Well, there’s a few.
First of all – and unusually in recent years – the right wing in the area is divided. Two local Tory councillors have defected to other parties. Mark Whittle, chairman of Market Drayton Conservatives, has gone to Reform UK while Anthony Allen has joined the Reclaim Party (if anyone can spot the difference between these two organisations, for God’s sake, let me know).
On the face of it, these defections appear to be trying to filch some of the Brexit vote from the Tories but the wider implications are more worrying. The Conservative party hasn’t been seriously divided since Johnson countered the threat of Nigel Farage’s Brexit Party (now Reform UK, do keep up) by out-Faraging Farage, making a heavy-footed lurch to the right and thereby mopping up all of Farage’s potential voters.
Now, it looks as if both Reform and Reclaim are using this by-election to goad the Tories even further right-wards. Allen has already said as much:
The Conservatives simply aren’t conservative any more. They have gone soft on illegal immigration, they’ve lost control of taxation and are obsessed with crippling green taxes nobody wants.
However, given that Boris Johnson is busy trying to undo the separation of powers while rank and file Tories want to transport legitimate asylum seekers to the Falkland Islands, I’m not sure this goading can achieve very much. There isn’t a lot of space on the right that the Tories are not already squatting in.
It’s possible that the only outcome of these two defections will be a divvying up of the Tory vote share. Wouldn’t that be a shame?
Opposition united – sort of
In an unexpected contrast, the progressive opposition may have, for once, got their act together. This gives the Tories their second problem in North Shropshire. For parliamentary elections, the Labour party traditionally comes second in this seat. But the Liberal Democrats did better than Labour in this year’s council elections. While both parties are adamant that there is absolutely no official pact between them – not even a tiny one – there are a few tell-tale straws to suggest that Labour has stepped back in North Shropshire to give the Liberal Democratic candidate, Helen Morgan, a better run at it.

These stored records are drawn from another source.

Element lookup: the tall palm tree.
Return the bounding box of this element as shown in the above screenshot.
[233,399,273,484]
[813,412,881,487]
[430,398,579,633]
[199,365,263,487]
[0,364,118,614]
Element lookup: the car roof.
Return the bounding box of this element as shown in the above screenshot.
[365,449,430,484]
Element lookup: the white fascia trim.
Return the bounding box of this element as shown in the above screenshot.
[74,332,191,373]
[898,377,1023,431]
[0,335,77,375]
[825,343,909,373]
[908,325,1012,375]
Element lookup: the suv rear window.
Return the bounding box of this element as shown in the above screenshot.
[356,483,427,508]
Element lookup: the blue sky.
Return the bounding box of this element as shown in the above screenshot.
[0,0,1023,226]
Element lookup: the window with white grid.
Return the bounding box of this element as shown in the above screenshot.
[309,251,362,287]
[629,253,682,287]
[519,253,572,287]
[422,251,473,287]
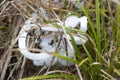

This does make some sense. Right here, right now, the main aim for the progressive opposition is to pick up disenchanted Tory voters in North Shropshire. Those poor souls are highly unlikely to vote Labour but may find it within themselves to support the Liberal Democrats.
Both the parties are starting to look as if they understand the need for co-operation. Even if everyone is still not allowed to mention it. In Old Bexley and Sidcup last week, a light-touch Liberal Democrat presence helped Labour achieve a 7% swing. The Tories won but their majority got trashed from nearly 19000 thousand to 4478.
Paterson, parties and other problems
As the incumbent party in North Shropshire, the Tories face a number of other difficulties during this by-election – most of them, it has to be said, entirely of their own making.
The out-going MP, Owen Paterson, is one of them. He resigned the seat last month after finding himself at the heart of the latest season of the Tory Corruption box set. Johnson squandered a vast amount of political capital trying to protect him and then, in one of his signature U-turns, threw him to the wolves anyway.
Despite his majority, Paterson was not universally popular. Locals have come out of the woodwork moaning that he dropped into the area for a photo op every few years but was otherwise a negligible local presence.
Given that grumble, it is perhaps surprising that the Tory candidate for this by-election has no connections to the area whatsoever. Neil Shastri-Hurst is a barrister from Birmingham. The defective – oops, sorry – defector Councillor Whittle is unimpressed:
The Conservative candidate is from a city – he knows nothing about farming or anything Shropshire. I’m faced with no choice – how can I possibly back a candidate from Birmingham who has zero knowledge of North Shropshire and the challenges our community faces?
And only today, senior Tory figures have conceded that the right royal mess the government is making about the ‘alleged’ Downing Street Christmas party is really not helping. No-one, especially not a dignified Tory pearl-clutcher, likes being taken for a fool.